Weird bugs and extremely long reindexing

Since a few weeks we started having weird bugs on our production environment:

  1. In the Channel Editor we are often, but not all the time, unable to publish or discard changes. The publish and discard buttons are there, however after clicking on them and then clicking on “yes” in the prompt showing up asking if you are sure you want to publish or discard, nothing happens.
  2. In the cms/repository we were suddenly unable to execute queries on the repository: there are no results.
  3. Old documents which have been replaced recently sometimes show up one the site instead of the new ones and sometimes not.

When I was working on the first bug I wasn’t able to reproduce this on our staging or test environment and I could not find anything in the logs. I tried throwing away the preview but this didn’t work either. I also tried to redeploy and this also did not work.
I was also unable to reproduce the second and third bug.

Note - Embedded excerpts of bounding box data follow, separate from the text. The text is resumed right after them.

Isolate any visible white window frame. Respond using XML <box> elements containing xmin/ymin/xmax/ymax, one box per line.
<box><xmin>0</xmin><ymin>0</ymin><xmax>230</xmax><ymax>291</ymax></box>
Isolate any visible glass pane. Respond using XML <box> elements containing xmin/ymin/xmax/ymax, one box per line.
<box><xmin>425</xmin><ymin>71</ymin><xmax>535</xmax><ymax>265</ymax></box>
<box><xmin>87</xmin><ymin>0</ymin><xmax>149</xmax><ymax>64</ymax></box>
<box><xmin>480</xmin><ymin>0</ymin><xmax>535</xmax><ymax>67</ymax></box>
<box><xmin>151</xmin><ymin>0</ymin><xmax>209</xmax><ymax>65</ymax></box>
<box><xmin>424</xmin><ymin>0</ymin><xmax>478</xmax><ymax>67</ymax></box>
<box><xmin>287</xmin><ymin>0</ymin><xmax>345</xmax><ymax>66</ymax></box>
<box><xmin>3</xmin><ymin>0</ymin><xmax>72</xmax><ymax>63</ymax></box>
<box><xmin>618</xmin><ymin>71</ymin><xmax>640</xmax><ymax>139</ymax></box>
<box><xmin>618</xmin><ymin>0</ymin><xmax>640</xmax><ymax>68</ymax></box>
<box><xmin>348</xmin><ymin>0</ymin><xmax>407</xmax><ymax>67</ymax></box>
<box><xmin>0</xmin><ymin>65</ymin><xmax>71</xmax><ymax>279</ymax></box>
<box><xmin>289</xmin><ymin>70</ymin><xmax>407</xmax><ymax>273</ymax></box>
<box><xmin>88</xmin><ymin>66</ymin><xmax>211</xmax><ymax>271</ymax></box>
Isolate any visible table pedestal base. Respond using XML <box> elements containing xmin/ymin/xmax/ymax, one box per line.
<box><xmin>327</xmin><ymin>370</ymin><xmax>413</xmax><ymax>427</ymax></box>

The cms/repository was working fine on our other environments and I did not see old documents showing up in our other environments.

My guess now, after connecting these bugs, is that there might be something wrong with the index in one or more of our 4 kubernetes pods.
In order to test this hypothesis I’m trying to reindex the pods one by one, however we have a new problem: it has been reindexing for the last 3 days and it’s still not finished. If we want to do this for every pod, it might take weeks to finish and as this is a production problem, this is a serieus problem.

Any thoughts on what else could cause these bugs and what could be causing this reindexing to take this long and how to fix this are very welcome. We would like to solve this a.s.a.p.